Eurozone Fiscal Pact Fails to Restore Confidence
(REUTERS) - A European summit deal to strengthen budget discipline in the Eurozone failed to restore financial market confidence on Monday, forcing the European Central Bank to step in again gingerly.
The euro fell, stocks slid and borrowing costs for Italy and Spain rose as investors weighed the outcome of last week's summit that split the European Union, with Britain blocking treaty change and forcing Eurozone countries to negotiate a fiscal accord outside the Union.
Friday's initial market rally petered out in less than 24 trading hours due to legal uncertainty surrounding the new pact and the absence of an unlimited financial backstop for the single currency.
French President Nicolas Sarkozy said the legal basis of a new accord to enforce debt and deficit rules in the 17-nation euro area with quasi-automatic sanctions and intrusive powers to reject national budgets would be worked out before Christmas.
In the next fortnight, we will put together the legal content of our agreement. The aim is to have a treaty by March, Sarkozy told newspaper Le Monde in an interview.
You have to understand this is the birth of a different Europe -- the Europe of the Eurozone, in which the watchwords will be the convergence of economies, budget rules and fiscal policy.
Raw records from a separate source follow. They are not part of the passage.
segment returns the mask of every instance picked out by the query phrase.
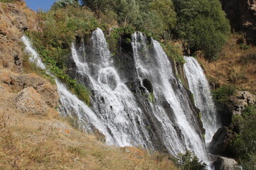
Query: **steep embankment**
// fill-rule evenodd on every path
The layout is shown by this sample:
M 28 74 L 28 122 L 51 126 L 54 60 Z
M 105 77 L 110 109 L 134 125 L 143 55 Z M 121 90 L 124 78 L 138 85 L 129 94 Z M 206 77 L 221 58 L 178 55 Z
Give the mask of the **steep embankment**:
M 256 47 L 247 45 L 242 35 L 233 35 L 215 62 L 198 58 L 214 88 L 233 84 L 256 94 Z
M 41 77 L 0 77 L 0 169 L 176 169 L 165 155 L 106 146 L 70 127 L 47 106 L 58 97 Z
M 169 156 L 107 146 L 60 118 L 56 86 L 30 73 L 27 29 L 40 31 L 33 11 L 0 3 L 0 169 L 176 169 Z

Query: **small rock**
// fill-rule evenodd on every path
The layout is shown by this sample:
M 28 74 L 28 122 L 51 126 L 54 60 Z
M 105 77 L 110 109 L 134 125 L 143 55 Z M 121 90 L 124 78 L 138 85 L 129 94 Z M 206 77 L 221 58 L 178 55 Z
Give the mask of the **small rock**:
M 23 113 L 46 115 L 48 108 L 42 96 L 33 87 L 23 89 L 16 98 L 16 106 Z
M 218 130 L 213 137 L 208 149 L 213 154 L 222 154 L 226 152 L 230 140 L 235 136 L 235 132 L 228 130 L 227 127 L 223 127 Z
M 242 111 L 248 106 L 256 102 L 256 98 L 248 91 L 238 91 L 235 96 L 230 98 L 228 107 L 233 115 L 241 115 Z
M 213 162 L 215 170 L 235 170 L 238 163 L 233 159 L 218 157 Z
M 104 134 L 102 133 L 102 132 L 100 132 L 98 129 L 94 129 L 93 132 L 95 133 L 95 136 L 97 137 L 97 140 L 98 141 L 101 141 L 101 142 L 106 142 L 105 135 L 104 135 Z

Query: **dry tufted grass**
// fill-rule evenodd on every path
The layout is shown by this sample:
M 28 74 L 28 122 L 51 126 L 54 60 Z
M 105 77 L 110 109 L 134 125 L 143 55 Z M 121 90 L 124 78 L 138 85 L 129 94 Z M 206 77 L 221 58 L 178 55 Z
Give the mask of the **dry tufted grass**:
M 256 94 L 256 47 L 238 44 L 242 35 L 233 35 L 220 52 L 220 58 L 210 62 L 198 57 L 210 81 L 217 87 L 234 84 L 240 90 Z
M 14 105 L 16 94 L 7 89 L 0 96 L 1 170 L 178 169 L 168 155 L 107 146 L 58 115 L 21 113 Z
A Europe where we are going to work together on reforms enabling all our countries to be more competitive without renouncing our social model, he said.
Traders said the ECB intervened to buy short-term Italian debt after yields on Italian and Spanish debt spiked. But ECB sources told Reuters last week that purchases would remain limited with a maximum ceiling of 20 billion euros ($26.5 billion) a week.
There's no prospect of a big bazooka to shock the markets.
Despite the central bank dabbling, Italian five-year bond yields shot up above seven percent, widely seen as a danger level while 10-year yields spiked above 6.8 percent and Spanish 10-year yields topped six percent.
Investors' appetite for short-term paper drove Italian one-year borrowing costs down just below six percent at an auction but yields remain uncomfortably high.
Let's not raise expectations too high, there will be more summits, credit ratings agency Standard & Poor's chief European economist Jean-Michel Six said.
Time is running out and action is needed on both sides of the equation, on the fiscal and monetary side, he told a business conference in Tel Aviv.
S&P has put 14 Eurozone governments on watch for a possible rating downgrade in the coming weeks, arguing that the deepening debt crisis and looming recession will increase their potential liabilities and reduce their ability to cope with them.
If some of the Eurozone's 'AAA'-rated members are downgraded, it would call into question the solidity of the Eurozone's rescue fund, which would likely suffer a similar fate.
There is probably yet another shock required before everyone in Europe reads from the same page, for instance a major German bank experiencing difficulties in the market, said Six. Then there would be a recognition that everyone is on the same boat and even German institutions can be affected by this contagion.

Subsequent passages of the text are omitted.